When an async handler is used with input, output, inject_reader, or inject_writer, all blocking database operations are automatically executed in a worker thread via asyncio.to_thread(), keeping the event loop free.

The trigger decorator explicitly rejects async handlers with a ConfigurationError because PollTrigger.run() is synchronous and calling an async handler without await would silently produce an unawaited coroutine.

Input Binding Modes

The input decorator operates in two mutually exclusive modes. Exactly one of pk or query must be provided.

Mode Parameter Returns Use When
Row lookup pk= dict \| None You need a single row by primary key
SQL query query= list[dict] You need multiple rows or custom SQL

Both pk and params accept either a static dict or a callable that resolves values from other handler parameters at invocation time.

Decorator Composition

DbBindings decorators can be combined on a single handler.
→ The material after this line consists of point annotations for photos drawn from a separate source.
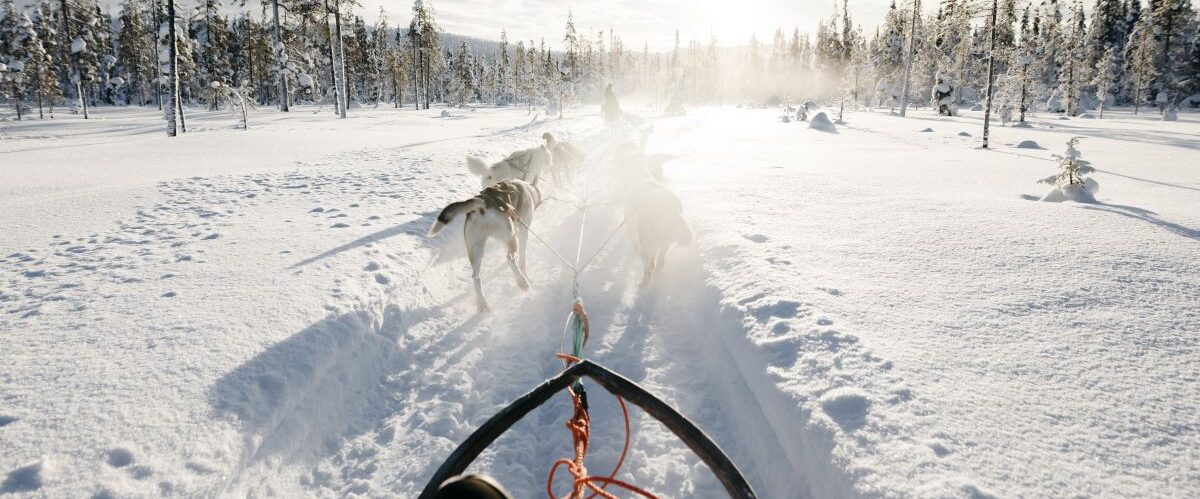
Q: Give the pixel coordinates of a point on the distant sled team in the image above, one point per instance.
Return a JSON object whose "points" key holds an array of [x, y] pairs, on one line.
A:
{"points": [[504, 209]]}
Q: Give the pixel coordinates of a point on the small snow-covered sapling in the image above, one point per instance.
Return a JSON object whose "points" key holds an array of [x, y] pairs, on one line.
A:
{"points": [[1072, 168]]}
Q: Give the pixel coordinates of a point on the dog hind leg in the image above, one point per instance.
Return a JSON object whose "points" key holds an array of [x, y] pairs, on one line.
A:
{"points": [[514, 248], [475, 254]]}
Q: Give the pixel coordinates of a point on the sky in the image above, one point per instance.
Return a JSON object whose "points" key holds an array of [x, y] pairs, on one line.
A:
{"points": [[636, 20]]}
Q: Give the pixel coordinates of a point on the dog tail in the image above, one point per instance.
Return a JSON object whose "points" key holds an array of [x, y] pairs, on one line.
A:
{"points": [[477, 166], [451, 211], [682, 232]]}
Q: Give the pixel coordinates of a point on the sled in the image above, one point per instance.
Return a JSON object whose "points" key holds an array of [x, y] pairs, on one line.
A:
{"points": [[735, 484]]}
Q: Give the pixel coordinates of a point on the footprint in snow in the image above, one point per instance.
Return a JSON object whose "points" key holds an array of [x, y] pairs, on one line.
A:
{"points": [[119, 457], [847, 407], [27, 478]]}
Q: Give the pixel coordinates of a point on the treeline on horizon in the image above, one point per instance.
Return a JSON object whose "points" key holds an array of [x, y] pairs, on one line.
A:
{"points": [[1048, 56]]}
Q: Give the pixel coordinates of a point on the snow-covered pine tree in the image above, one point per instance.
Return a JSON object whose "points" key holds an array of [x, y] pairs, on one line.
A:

The following rules are enforced at decoration time:

Valid Combinations

Combination Use Case
trigger + output Process DB changes and write results
trigger + inject_writer Process DB changes with imperative writes
input + output Read data and write results
input + inject_writer Read data with imperative writes
inject_reader + inject_writer Full imperative control
inject_reader + output Imperative read + auto-write

Invalid Combinations

Combination Reason
input + inject_reader Redundant — both read data, use one
output + inject_writer Redundant — both write data, use one
Any decorator applied twice Not meaningful

Ordering

Azure Functions decorators (e.g., @app.schedule) must be outermost. DbBindings decorators should be closest to the function definition.

Concurrency and Thread Safety

Azure Functions reuses workers and may invoke functions concurrently. This section documents the lifecycle and thread-safety guarantees of each component.

Component Lifecycle

Component Scope Lifecycle Thread-Safe
EngineProvider Module-level (shared) Long-lived, reused across invocations ✅ Yes — threading.Lock guards cache
SqlAlchemySource Module-level (shared) Long-lived, reused across invocations ✅ Yes — read-only after construction
BlobCheckpointStore Module-level (shared) Long-lived, reused across invocations ✅ Yes — ETag-based CAS for all mutations
DbReader Per-invocation Created and closed within a single function call N/A — not shared
DbWriter Per-invocation Created and closed within a single function call N/A — not shared

EngineProvider

EngineProvider caches SQLAlchemy Engine instances keyed by connection configuration. The internal cache is protected by a threading.Lock, making concurrent get_engine() calls safe. SQLAlchemy's Engine itself manages its own connection pool with thread-safe checkout/return.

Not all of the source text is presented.